Mille lanternes lâchées dans le ciel, en bord de mer, sur les côtes du Nord-Est, là où, six mois auparavant, un tsunami géant éteignait des milliers de vies. Samedi, les Japonais de Soma ont rendu hommage aux disparus et sinistrés du 11 mars.

Au cours de cet événement commémoratif, orchestré par l'artiste japonais Kansai Yamamoto, les participants étaient invités, au crépuscule, à lancer haut dans le ciel un millier de lanternes en papier, lumières symbolisant les âmes des victimes de la catastrophe.

En présence de centaines de participants bravant la pluie, les ballons lumineux, d'environ 70 cm de haut, ont décollé des bords de l'océan Pacifique, dont les vagues immenses avaient déferlé six mois plus tôt sur les terres, emportant tout sur leur passage.

S'élevant vers les falaises, ces petites montgolfières étaient dédiées «aux proches et amis décédés, comme à ceux qui vivent chaque jour encore avec la hantise des flots, entre les répliques sismiques qui s'enchaînent et les radiations qui subsistent».

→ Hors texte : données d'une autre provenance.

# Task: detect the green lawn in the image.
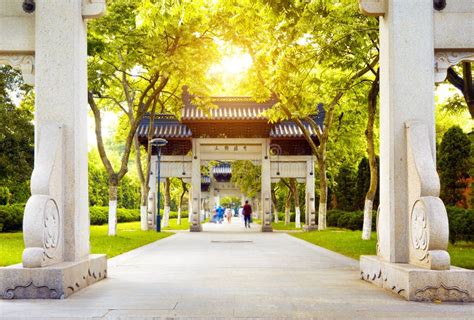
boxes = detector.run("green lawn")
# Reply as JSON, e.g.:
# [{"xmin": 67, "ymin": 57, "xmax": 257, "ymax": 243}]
[
  {"xmin": 292, "ymin": 228, "xmax": 474, "ymax": 270},
  {"xmin": 272, "ymin": 221, "xmax": 302, "ymax": 230},
  {"xmin": 162, "ymin": 218, "xmax": 190, "ymax": 230},
  {"xmin": 0, "ymin": 222, "xmax": 172, "ymax": 267}
]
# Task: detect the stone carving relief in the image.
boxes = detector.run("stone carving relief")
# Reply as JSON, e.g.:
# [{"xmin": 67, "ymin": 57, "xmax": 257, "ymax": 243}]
[
  {"xmin": 4, "ymin": 282, "xmax": 59, "ymax": 300},
  {"xmin": 435, "ymin": 52, "xmax": 474, "ymax": 83},
  {"xmin": 406, "ymin": 121, "xmax": 450, "ymax": 270},
  {"xmin": 22, "ymin": 123, "xmax": 64, "ymax": 268},
  {"xmin": 414, "ymin": 283, "xmax": 470, "ymax": 302},
  {"xmin": 0, "ymin": 55, "xmax": 34, "ymax": 85}
]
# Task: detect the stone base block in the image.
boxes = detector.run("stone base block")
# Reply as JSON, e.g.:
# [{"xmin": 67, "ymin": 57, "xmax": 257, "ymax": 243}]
[
  {"xmin": 360, "ymin": 255, "xmax": 473, "ymax": 302},
  {"xmin": 0, "ymin": 254, "xmax": 107, "ymax": 299},
  {"xmin": 261, "ymin": 225, "xmax": 273, "ymax": 232},
  {"xmin": 190, "ymin": 224, "xmax": 202, "ymax": 232},
  {"xmin": 303, "ymin": 225, "xmax": 317, "ymax": 231}
]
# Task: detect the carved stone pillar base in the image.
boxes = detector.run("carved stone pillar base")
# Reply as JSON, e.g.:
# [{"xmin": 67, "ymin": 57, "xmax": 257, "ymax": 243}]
[
  {"xmin": 303, "ymin": 225, "xmax": 317, "ymax": 231},
  {"xmin": 189, "ymin": 224, "xmax": 202, "ymax": 232},
  {"xmin": 0, "ymin": 254, "xmax": 107, "ymax": 299},
  {"xmin": 261, "ymin": 225, "xmax": 273, "ymax": 232},
  {"xmin": 360, "ymin": 255, "xmax": 473, "ymax": 302}
]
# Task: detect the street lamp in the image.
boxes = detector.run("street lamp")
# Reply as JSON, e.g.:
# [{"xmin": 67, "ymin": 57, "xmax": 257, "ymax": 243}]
[{"xmin": 150, "ymin": 138, "xmax": 168, "ymax": 232}]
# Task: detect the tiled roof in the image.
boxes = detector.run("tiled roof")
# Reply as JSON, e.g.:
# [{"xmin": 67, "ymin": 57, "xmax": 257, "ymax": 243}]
[
  {"xmin": 212, "ymin": 163, "xmax": 232, "ymax": 175},
  {"xmin": 181, "ymin": 103, "xmax": 271, "ymax": 121},
  {"xmin": 137, "ymin": 115, "xmax": 192, "ymax": 139},
  {"xmin": 270, "ymin": 104, "xmax": 324, "ymax": 138},
  {"xmin": 270, "ymin": 122, "xmax": 318, "ymax": 138}
]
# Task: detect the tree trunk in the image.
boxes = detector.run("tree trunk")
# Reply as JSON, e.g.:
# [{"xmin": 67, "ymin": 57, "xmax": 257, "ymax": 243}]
[
  {"xmin": 178, "ymin": 179, "xmax": 188, "ymax": 225},
  {"xmin": 447, "ymin": 62, "xmax": 474, "ymax": 119},
  {"xmin": 362, "ymin": 69, "xmax": 379, "ymax": 240},
  {"xmin": 284, "ymin": 191, "xmax": 292, "ymax": 226},
  {"xmin": 108, "ymin": 176, "xmax": 119, "ymax": 236},
  {"xmin": 271, "ymin": 188, "xmax": 279, "ymax": 223},
  {"xmin": 140, "ymin": 185, "xmax": 149, "ymax": 231},
  {"xmin": 290, "ymin": 178, "xmax": 301, "ymax": 228},
  {"xmin": 317, "ymin": 158, "xmax": 328, "ymax": 230},
  {"xmin": 162, "ymin": 178, "xmax": 171, "ymax": 228}
]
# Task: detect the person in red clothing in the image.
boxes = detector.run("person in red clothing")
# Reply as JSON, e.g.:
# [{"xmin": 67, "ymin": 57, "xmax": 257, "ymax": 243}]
[{"xmin": 242, "ymin": 200, "xmax": 252, "ymax": 228}]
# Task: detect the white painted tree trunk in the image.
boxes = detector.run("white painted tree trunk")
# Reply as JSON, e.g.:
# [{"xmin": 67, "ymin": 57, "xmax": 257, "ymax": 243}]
[
  {"xmin": 108, "ymin": 200, "xmax": 117, "ymax": 236},
  {"xmin": 162, "ymin": 206, "xmax": 170, "ymax": 227},
  {"xmin": 177, "ymin": 207, "xmax": 182, "ymax": 225},
  {"xmin": 140, "ymin": 205, "xmax": 148, "ymax": 231},
  {"xmin": 295, "ymin": 207, "xmax": 301, "ymax": 228},
  {"xmin": 318, "ymin": 202, "xmax": 327, "ymax": 230},
  {"xmin": 274, "ymin": 208, "xmax": 279, "ymax": 223},
  {"xmin": 362, "ymin": 199, "xmax": 373, "ymax": 240}
]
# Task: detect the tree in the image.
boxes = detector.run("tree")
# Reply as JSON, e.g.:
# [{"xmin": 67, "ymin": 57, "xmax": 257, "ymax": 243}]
[
  {"xmin": 446, "ymin": 63, "xmax": 474, "ymax": 118},
  {"xmin": 362, "ymin": 69, "xmax": 379, "ymax": 240},
  {"xmin": 217, "ymin": 0, "xmax": 379, "ymax": 230},
  {"xmin": 438, "ymin": 126, "xmax": 471, "ymax": 207},
  {"xmin": 87, "ymin": 0, "xmax": 218, "ymax": 235},
  {"xmin": 162, "ymin": 178, "xmax": 171, "ymax": 227},
  {"xmin": 231, "ymin": 161, "xmax": 261, "ymax": 198},
  {"xmin": 334, "ymin": 165, "xmax": 357, "ymax": 211},
  {"xmin": 0, "ymin": 66, "xmax": 34, "ymax": 203}
]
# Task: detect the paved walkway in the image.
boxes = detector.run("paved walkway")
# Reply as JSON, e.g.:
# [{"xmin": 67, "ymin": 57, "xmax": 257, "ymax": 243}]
[{"xmin": 1, "ymin": 219, "xmax": 472, "ymax": 319}]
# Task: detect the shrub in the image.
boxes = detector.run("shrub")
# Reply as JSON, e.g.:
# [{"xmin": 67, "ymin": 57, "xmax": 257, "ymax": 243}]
[
  {"xmin": 0, "ymin": 187, "xmax": 11, "ymax": 205},
  {"xmin": 326, "ymin": 209, "xmax": 376, "ymax": 231},
  {"xmin": 438, "ymin": 127, "xmax": 471, "ymax": 207},
  {"xmin": 447, "ymin": 206, "xmax": 474, "ymax": 243},
  {"xmin": 89, "ymin": 206, "xmax": 141, "ymax": 225},
  {"xmin": 0, "ymin": 204, "xmax": 24, "ymax": 232}
]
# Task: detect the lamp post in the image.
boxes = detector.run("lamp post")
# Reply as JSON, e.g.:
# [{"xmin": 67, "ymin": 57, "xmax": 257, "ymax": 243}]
[{"xmin": 150, "ymin": 138, "xmax": 168, "ymax": 232}]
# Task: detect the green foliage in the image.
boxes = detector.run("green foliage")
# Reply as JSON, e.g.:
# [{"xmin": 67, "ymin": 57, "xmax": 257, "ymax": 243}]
[
  {"xmin": 88, "ymin": 149, "xmax": 141, "ymax": 209},
  {"xmin": 354, "ymin": 157, "xmax": 379, "ymax": 210},
  {"xmin": 438, "ymin": 126, "xmax": 471, "ymax": 206},
  {"xmin": 0, "ymin": 66, "xmax": 34, "ymax": 203},
  {"xmin": 447, "ymin": 206, "xmax": 474, "ymax": 244},
  {"xmin": 231, "ymin": 161, "xmax": 261, "ymax": 197},
  {"xmin": 89, "ymin": 206, "xmax": 141, "ymax": 225},
  {"xmin": 326, "ymin": 209, "xmax": 375, "ymax": 231},
  {"xmin": 334, "ymin": 165, "xmax": 357, "ymax": 211},
  {"xmin": 0, "ymin": 187, "xmax": 11, "ymax": 205},
  {"xmin": 0, "ymin": 204, "xmax": 24, "ymax": 232}
]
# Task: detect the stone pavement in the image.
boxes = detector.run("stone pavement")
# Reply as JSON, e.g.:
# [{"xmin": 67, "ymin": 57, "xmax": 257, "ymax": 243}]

Yeux levés vers le ciel ruisselant, «c'est extraordinaire, très beau», s'exclame le jeune Yamato Funayama, 9 ans.

«Ce type d'événement est important, car le temps passe très vite et si on ne commémore pas, on finit par oublier au fur et à mesure que la vie redevient normale», poursuit son père.

«Ces lanternes, ce sont à la fois les âmes des victimes et un signal d'appel à un monde calme et paisible», souligne le concepteur de cette cérémonie, lequel a déjà organisé des manifestations similaires en Indonésie et en Ukraine.

«Après le séisme du 11 mars, le premier endroit où je suis allé est Tchernobyl», explique à l'AFP Kansai Yamamoto.

«Je n'avais pas du tout l'expérience des radiations, c'est pour cela que je me suis rendu là-bas».

Plus que tout autre, ceux qui ont vécu le raz de marée de Sumatra fin 2004 ou l'accident à la centrale ukrainienne de Tchernobyl en 1986 peuvent éprouver de la compassion pour les sinistrés du Tohoku (nord-est de l'archipel), justifie M. Yamamoto.

Le 11 mars, cette vaste région du Japon fut violemment secouée par un tremblement de terre de magnitude 9 survenu au fond de l'Océan Pacifique, séisme qui déclencha un gigantesque raz de marée, des vagues de plus de 15 mètres de haut s'abattant sur des villes et villages côtiers totalement pris au dépourvu.

«Le pire n'est pas ici, Minami Soma, plus au sud, a davantage souffert»,  fait remarquer cependant une habitante de Soma.

Cette catastrophe, la plus terrible au Japon depuis la fin de la Deuxième Guerre mondiale, fit environ 20 000 morts et disparus, principalement dans les préfectures de Miyagi (plus de 11 600), d'Iwate (6350) et de Fukushima (1850).

Soma, située à une quarantaine de kilomètres de la centrale Fukushima Daiichi (noyée par le tsunami et en proie à une crise nucléaire sans précédent), est une cité meurtrie par le drame et vivant dans l'angoisse des retombées radioactives, mais qui lutte pour se rétablir.

«Ce sont des bénévoles qui ont tout préparé pour cette commémoration, c'est une façon de prouver que lorsque tout le monde s'y met, tout est possible», souligne celui que l'on appelle Kansai-san.

«Construisons l'avenir: Soma», «Ne nous laissons pas abattre: Soma», hurlèrent les habitants, lorsque les lanternes achevèrent d'illuminer le ciel, sous des «arigato» (merci) incessants.

Non loin de là, sur le rivage, des maisons éventrées par le tsunami laissent encore, six mois plus tard, voir leurs entrailles. Un autobus a toujours le nez enfoncé dans la mer.